First Deputy Chairman of the Council of Ministers of the Azerbaijan SSR - Chairman of the State Agro-Industrial Committee of the Azerbaijan SSR
- In office December 13, 1985 – December 26, 1988
- Preceded by: Suleyman Tatliyev
- Succeeded by: Muzamil Abdullayev

Deputy Chairman of the Council of Ministers of the Azerbaijan SSR
- In office 1984 – December 13, 1985

Personal details
- Born: July 15, 1932 Qutqashen, Qutqashen District, Azerbaijan SSR, TSFSR, USSR
- Died: March 12, 2019 (aged 86) Baku, Azerbaijan
- Education: Azerbaijan Agricultural Institute
- Awards: State Prize of the Azerbaijan SSR Order of the October Revolution Order of the Red Banner of Labour

= Musa Mammadov =

Musa Salam oghlu Mammadov (Musa Salam oğlu Məmmədov, July 15, 1932 — March 12, 2019) was a Deputy of the Supreme Soviet of the Azerbaijan SSR (X-XII convocation), Deputy Prime Minister of Azerbaijan (1992-2017), State Counselor, Chairman of the Republican Forestry Production Union (1989-2001), Doctor of Economics, Candidate of Agricultural Sciences, Honored Agronomist.

== Biography ==
Musa Mammadov was born on July 15, 1932, in Qutqashen. He graduated from high school in 1948, and in 1952 from the agronomy faculty of the Azerbaijan Agricultural Institute with honors.

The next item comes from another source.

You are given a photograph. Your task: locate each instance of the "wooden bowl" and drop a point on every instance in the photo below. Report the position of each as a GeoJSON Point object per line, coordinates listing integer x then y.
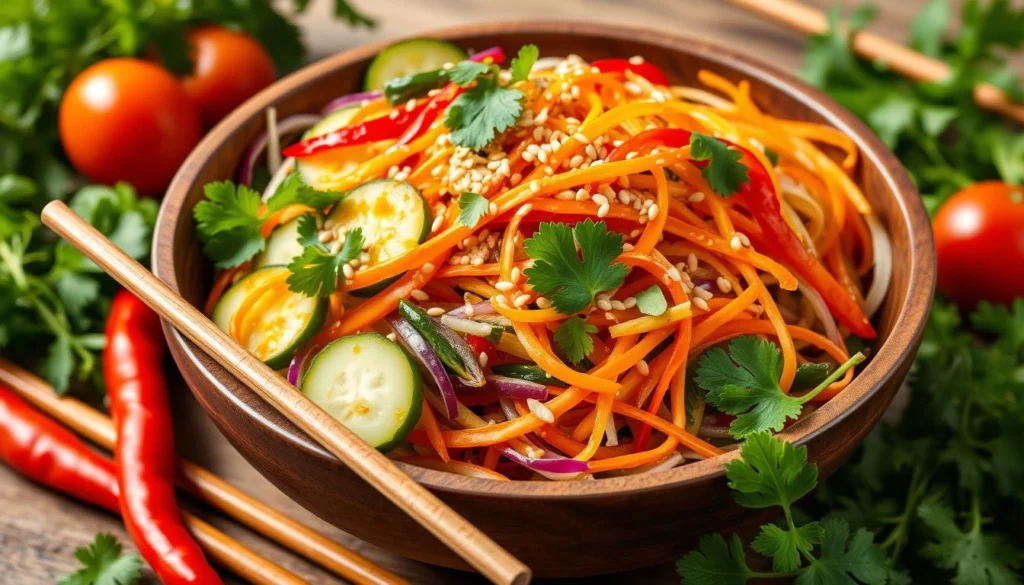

Musa Mammadov, who entered the graduate school in the same year, defended his dissertation in 1956 and received the degree of Candidate of Sciences. He is the author of 40 scientific works, many monographs, several books and inventions related to the development of various fields of agriculture and forestry.

Musa Mammadov died on March 12, 2019, in Baku.

== Career ==
For a while he worked at the Azerbaijan Agricultural Institute as a teacher, director of educational and experimental farms. In 1964, he was appointed head of the department of the Ministry of Agriculture. From 1968 to 1970 he served as Deputy Chairman of the State Committee for Bakery and Mixed Feed Industry, and from 1970 to 1979 as Deputy Minister of Supply of the Republic. Later, he was promoted to the position of chairman of "Azerkendkimya" Scientific-Production Association. Musa Mammadov, worked as an acting chairman until 1984, was deputy chairman of the Council of Ministers of the Azerbaijan SSR for a year, first deputy chairman and chairman of the State Committee for Agrarian Industry in 1985-1989, chairman of the Republican Forestry Production Union in 1989-2001.

Musa Mammadov was also elected a member of the board of the USSR Ministry of Agriculture. In 1992, he was appointed Deputy Prime Minister of the Republic of Azerbaijan. Until his death, he worked as an adviser to the Minister of Agriculture.

== Awards ==
He was awarded the Order of the Red Banner of Labour, the Order of the October Revolution, the Order of the Badge of Honour twice and various medals. He was twice awarded the Honorary Decree of the Supreme Soviet of the Republic, two gold, two silver and bronze medals of the All-Union Exhibition of National Economic Achievements, and twice was awarded the Honorary Diplomas of the exhibition. Laureate of the State Prize for Science and Technology, awarded the title of Honored Agronomist of the Republic. He was awarded a personal scholarship by the President of the Republic of Azerbaijan for his invaluable services in improving the management of the agricultural sector in the country.